From mboxrd@z Thu Jan  1 00:00:00 1970
Return-Path: <linux-kernel-owner@vger.kernel.org>
Received: (majordomo@vger.kernel.org) by vger.kernel.org via listexpand
        id S1034447AbdAEUTs (ORCPT <rfc822;w@1wt.eu>);
        Thu, 5 Jan 2017 15:19:48 -0500
Received: from mx1.redhat.com ([209.132.183.28]:40208 "EHLO mx1.redhat.com"
        rhost-flags-OK-OK-OK-OK) by vger.kernel.org with ESMTP
        id S934497AbdAEUTj (ORCPT <rfc822;linux-kernel@vger.kernel.org>);
        Thu, 5 Jan 2017 15:19:39 -0500
Date: Thu, 5 Jan 2017 15:19:36 -0500
From: Jerome Glisse <jglisse@redhat.com>
To: Jason Gunthorpe <jgunthorpe@obsidianresearch.com>
Cc: Jerome Glisse <j.glisse@gmail.com>,
        "Deucher, Alexander" <Alexander.Deucher@amd.com>,
        "'linux-kernel@vger.kernel.org'" <linux-kernel@vger.kernel.org>,
        "'linux-rdma@vger.kernel.org'" <linux-rdma@vger.kernel.org>,
        "'linux-nvdimm@lists.01.org'" <linux-nvdimm@ml01.01.org>,
        "'Linux-media@vger.kernel.org'" <Linux-media@vger.kernel.org>,
        "'dri-devel@lists.freedesktop.org'" <dri-devel@lists.freedesktop.org>,
        "'linux-pci@vger.kernel.org'" <linux-pci@vger.kernel.org>,
        "Kuehling, Felix" <Felix.Kuehling@amd.com>,
        "Sagalovitch, Serguei" <Serguei.Sagalovitch@amd.com>,
        "Blinzer, Paul" <Paul.Blinzer@amd.com>,
        "Koenig, Christian" <Christian.Koenig@amd.com>,
        "Suthikulpanit, Suravee" <Suravee.Suthikulpanit@amd.com>,
        "Sander, Ben" <ben.sander@amd.com>, hch@infradead.org,
        david1.zhou@amd.com, qiang.yu@amd.com
Subject: Re: Enabling peer to peer device transactions for PCIe devices
Message-ID: <20170105201935.GC2166@redhat.com>
References: <MWHPR12MB169484839282E2D56124FA02F7B50@MWHPR12MB1694.namprd12.prod.outlook.com>
 <20170105183927.GA5324@gmail.com>
 <20170105190113.GA12587@obsidianresearch.com>
 <20170105195424.GB2166@redhat.com>
 <20170105200719.GB31047@obsidianresearch.com>
MIME-Version: 1.0
Content-Type: text/plain; charset=iso-8859-1
Content-Disposition: inline
Content-Transfer-Encoding: 8bit
In-Reply-To: <20170105200719.GB31047@obsidianresearch.com>
User-Agent: Mutt/1.5.23 (2014-03-12)
X-Greylist: Sender IP whitelisted, not delayed by milter-greylist-4.5.16 (mx1.redhat.com [10.5.110.30]); Thu, 05 Jan 2017 20:19:39 +0000 (UTC)
Sender: linux-kernel-owner@vger.kernel.org
List-ID: <linux-kernel.vger.kernel.org>
X-Mailing-List: linux-kernel@vger.kernel.org

On Thu, Jan 05, 2017 at 01:07:19PM -0700, Jason Gunthorpe wrote:
> On Thu, Jan 05, 2017 at 02:54:24PM -0500, Jerome Glisse wrote:
> 
> > Mellanox and NVidia support peer to peer with what they market a
> > GPUDirect.
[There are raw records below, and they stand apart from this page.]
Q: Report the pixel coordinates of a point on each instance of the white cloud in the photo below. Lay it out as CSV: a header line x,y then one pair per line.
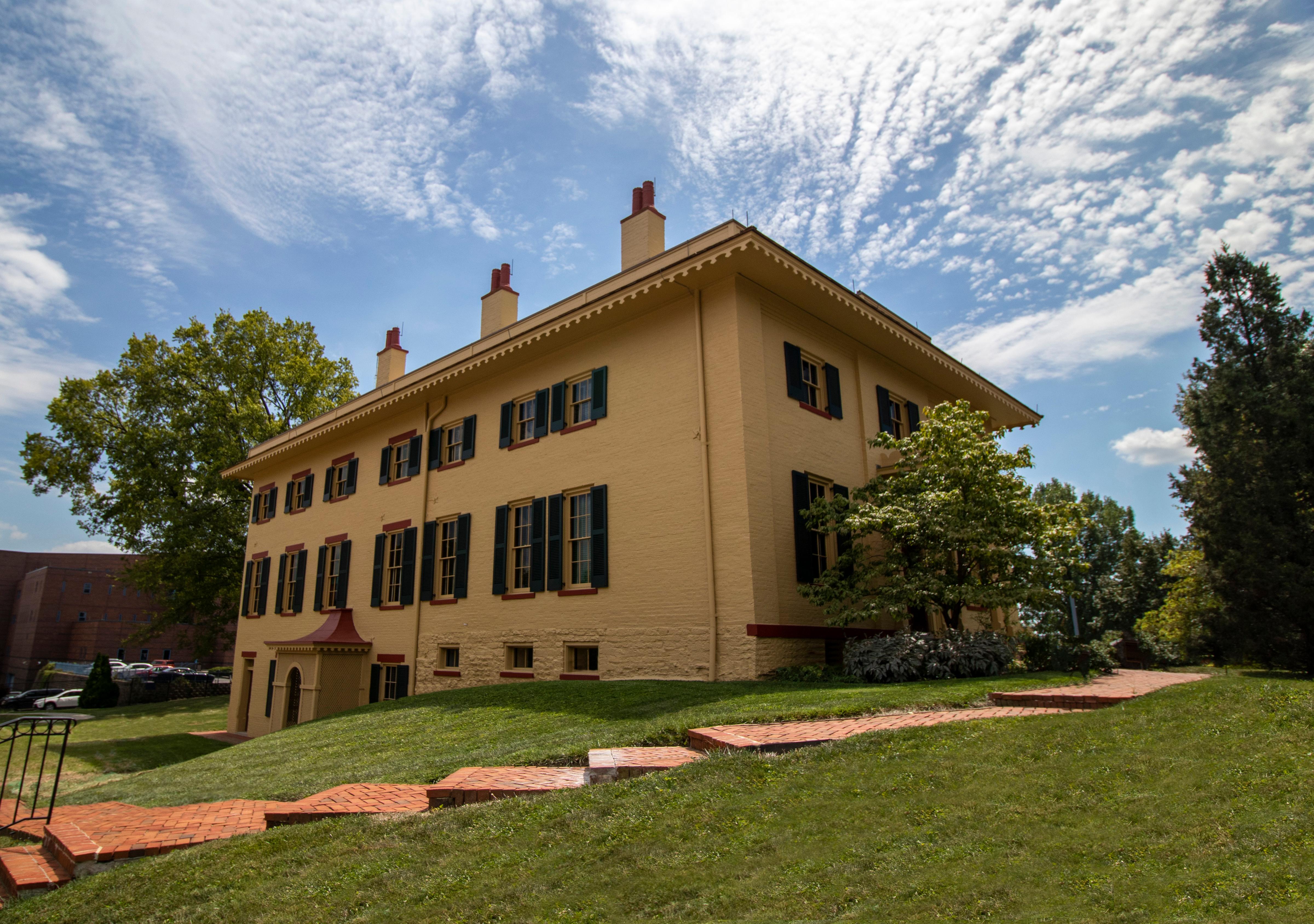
x,y
1091,154
275,109
32,290
560,248
93,546
1154,447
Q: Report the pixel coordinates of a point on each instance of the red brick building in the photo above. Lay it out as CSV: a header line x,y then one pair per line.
x,y
71,608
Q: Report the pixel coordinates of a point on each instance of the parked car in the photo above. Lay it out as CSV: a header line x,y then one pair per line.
x,y
30,698
66,700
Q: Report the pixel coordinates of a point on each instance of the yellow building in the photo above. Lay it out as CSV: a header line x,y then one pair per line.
x,y
604,489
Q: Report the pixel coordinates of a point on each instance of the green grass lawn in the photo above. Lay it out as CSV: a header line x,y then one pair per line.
x,y
422,739
129,739
1190,805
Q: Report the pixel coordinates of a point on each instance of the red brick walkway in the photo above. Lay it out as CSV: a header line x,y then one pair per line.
x,y
79,838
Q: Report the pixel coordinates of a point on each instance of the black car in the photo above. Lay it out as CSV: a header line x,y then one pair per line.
x,y
28,698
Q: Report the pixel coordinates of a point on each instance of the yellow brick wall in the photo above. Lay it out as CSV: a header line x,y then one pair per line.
x,y
654,620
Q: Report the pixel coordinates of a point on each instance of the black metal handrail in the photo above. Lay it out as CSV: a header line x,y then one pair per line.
x,y
32,729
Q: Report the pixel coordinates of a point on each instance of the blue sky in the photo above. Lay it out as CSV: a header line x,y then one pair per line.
x,y
1037,184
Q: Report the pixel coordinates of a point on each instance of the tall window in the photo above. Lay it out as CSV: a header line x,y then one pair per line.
x,y
521,539
401,461
581,538
820,541
254,589
291,587
581,402
334,564
811,382
525,413
455,435
447,559
393,568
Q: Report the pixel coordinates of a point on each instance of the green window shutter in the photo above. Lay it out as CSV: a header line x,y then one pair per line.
x,y
598,541
409,566
463,555
832,392
468,437
376,588
426,561
794,374
505,434
436,447
344,574
413,461
283,572
246,591
600,394
537,532
559,407
269,691
300,597
265,585
320,579
803,562
887,425
555,542
500,550
542,400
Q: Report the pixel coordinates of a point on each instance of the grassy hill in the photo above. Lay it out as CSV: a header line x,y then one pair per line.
x,y
422,739
1190,805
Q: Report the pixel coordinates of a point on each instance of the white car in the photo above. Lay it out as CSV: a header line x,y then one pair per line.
x,y
66,700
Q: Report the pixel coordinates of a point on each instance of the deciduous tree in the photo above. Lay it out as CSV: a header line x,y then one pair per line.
x,y
140,451
953,525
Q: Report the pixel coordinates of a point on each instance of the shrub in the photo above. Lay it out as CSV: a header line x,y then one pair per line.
x,y
100,691
906,656
812,674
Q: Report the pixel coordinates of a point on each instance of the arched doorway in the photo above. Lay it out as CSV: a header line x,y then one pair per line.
x,y
293,696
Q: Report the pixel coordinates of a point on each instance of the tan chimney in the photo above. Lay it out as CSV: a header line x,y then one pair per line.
x,y
501,305
392,359
643,235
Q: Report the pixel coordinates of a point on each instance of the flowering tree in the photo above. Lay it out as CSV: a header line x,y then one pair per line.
x,y
953,525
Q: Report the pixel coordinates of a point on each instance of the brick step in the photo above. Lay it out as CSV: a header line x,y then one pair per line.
x,y
25,871
353,800
609,764
484,784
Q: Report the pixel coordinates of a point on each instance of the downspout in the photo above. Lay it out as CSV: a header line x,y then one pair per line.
x,y
424,518
707,488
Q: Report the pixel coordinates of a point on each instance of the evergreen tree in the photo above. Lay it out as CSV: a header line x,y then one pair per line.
x,y
100,692
1250,492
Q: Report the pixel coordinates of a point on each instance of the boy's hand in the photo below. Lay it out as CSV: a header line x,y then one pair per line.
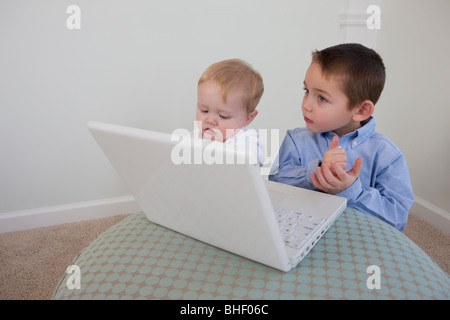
x,y
336,154
333,183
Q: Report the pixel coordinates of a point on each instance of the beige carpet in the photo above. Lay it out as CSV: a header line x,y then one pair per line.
x,y
32,262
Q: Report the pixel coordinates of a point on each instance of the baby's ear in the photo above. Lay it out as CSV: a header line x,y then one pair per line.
x,y
251,116
364,111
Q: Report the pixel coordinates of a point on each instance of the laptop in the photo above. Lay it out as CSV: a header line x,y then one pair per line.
x,y
229,206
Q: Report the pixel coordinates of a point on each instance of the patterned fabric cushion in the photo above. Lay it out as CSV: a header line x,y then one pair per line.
x,y
359,257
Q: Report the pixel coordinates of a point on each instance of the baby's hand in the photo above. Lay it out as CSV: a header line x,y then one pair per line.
x,y
336,154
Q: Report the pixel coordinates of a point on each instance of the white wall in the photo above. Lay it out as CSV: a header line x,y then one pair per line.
x,y
137,63
414,109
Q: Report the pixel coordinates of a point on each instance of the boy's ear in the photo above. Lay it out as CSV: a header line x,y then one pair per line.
x,y
251,116
364,111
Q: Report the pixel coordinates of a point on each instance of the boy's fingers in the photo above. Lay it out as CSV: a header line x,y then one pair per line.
x,y
334,143
356,168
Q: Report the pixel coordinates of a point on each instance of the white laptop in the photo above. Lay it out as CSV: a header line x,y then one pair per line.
x,y
229,206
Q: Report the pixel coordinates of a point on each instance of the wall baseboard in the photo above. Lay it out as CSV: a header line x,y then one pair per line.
x,y
43,217
431,214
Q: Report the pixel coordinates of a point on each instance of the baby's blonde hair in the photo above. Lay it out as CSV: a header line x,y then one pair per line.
x,y
233,73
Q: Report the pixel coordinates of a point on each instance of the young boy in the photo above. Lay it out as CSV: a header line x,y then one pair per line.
x,y
228,93
342,86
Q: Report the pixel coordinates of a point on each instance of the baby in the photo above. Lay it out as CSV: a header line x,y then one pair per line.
x,y
228,93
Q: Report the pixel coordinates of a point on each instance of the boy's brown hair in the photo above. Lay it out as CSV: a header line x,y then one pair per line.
x,y
233,73
360,70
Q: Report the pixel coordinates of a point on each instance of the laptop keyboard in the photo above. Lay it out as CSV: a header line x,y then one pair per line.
x,y
296,228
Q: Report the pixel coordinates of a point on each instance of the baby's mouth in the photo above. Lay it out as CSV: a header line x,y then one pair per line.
x,y
307,120
209,131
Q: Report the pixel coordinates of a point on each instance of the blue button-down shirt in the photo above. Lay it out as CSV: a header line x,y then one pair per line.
x,y
383,187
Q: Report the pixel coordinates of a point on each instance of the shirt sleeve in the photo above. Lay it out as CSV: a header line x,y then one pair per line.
x,y
389,199
289,167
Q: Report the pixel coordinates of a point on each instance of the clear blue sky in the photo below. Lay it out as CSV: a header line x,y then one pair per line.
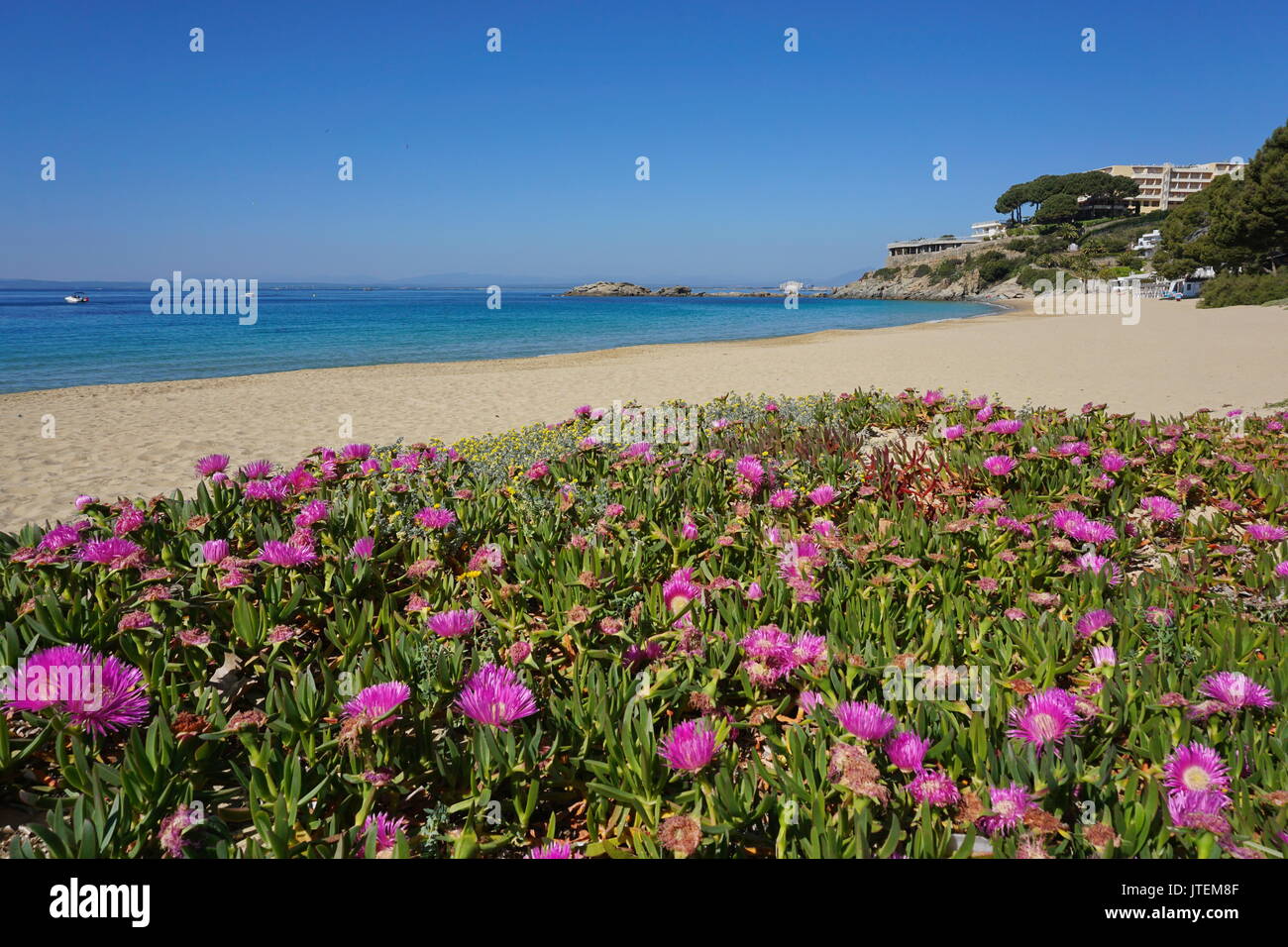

It only works without IOMMU. It is probably not upstream :
> > 
> > https://www.mail-archive.com/linux-rdma@vger.kernel.org/msg21402.html
> > 
> > I thought it was but it seems it require an out of tree driver to work.
> 
> Right, it is out of tree and not under consideration for mainline.
> 
> > Wether there is a vma or not isn't important to the issue anyway. If
> > you want to enforce VMA rule for RDMA it is an RDMA specific discussion
> > in which i don't want to be involve, it is not my turf :)
> 
> Always having a VMA changes the discussion - the question is how to
> create a VMA that reprensents IO device memory, and how do DMA
> consumers extract the correct information from that VMA to pass to the
> kernel DMA API so it can setup peer-peer DMA.

Well my point is that it can't be. In HMM case inside a single VMA you
can have one page inside GPU memory at address A but next page inside
regular memory at A+4k. So handling this at the VMA level does not make
sense. So in this case you would get the device from the struct page
and you would query through common API to determine if you can do peer
to peer. If not it would trigger migration back to regular memory.
If yes then you still have to solve the IOMMU issue and hence the DMA
API changes that were propose.

In the GPUDirect case the idea is that you have a specific device vma
that you map for peer to peer. Here thing can be at vma level and not at
a page level. Expectation here is that the GPU userspace expose a special
API to allow RDMA to directly happen on GPU object allocated through
GPU specific API (ie it is not regular memory and it is not accessible
by CPU).


Both case are disjoint. Both case need to solve the IOMMU issue which
seems to be best solve at the DMA API level.


> > What matter is the back channel API between peer-to-peer device. Like
> > the above patchset points out for GPU we need to be able to invalidate
> > a mapping at any point in time. Pining is not something we want to
> > live with.
> 
> We have MMU notifiers to handle this today in RDMA. Async RDMA MR
> Invalidate like you see in the above out of tree patches is totally
> crazy and shouldn't be in mainline. Use ODP capable RDMA hardware.

Well there is still a large base of hardware that do not have such
feature and some people would like to be able to keep using those.
I believe allowing direct access to GPU object that are otherwise
hidden from regular kernel memory management is still meaningfull.

Cheers,
Jérôme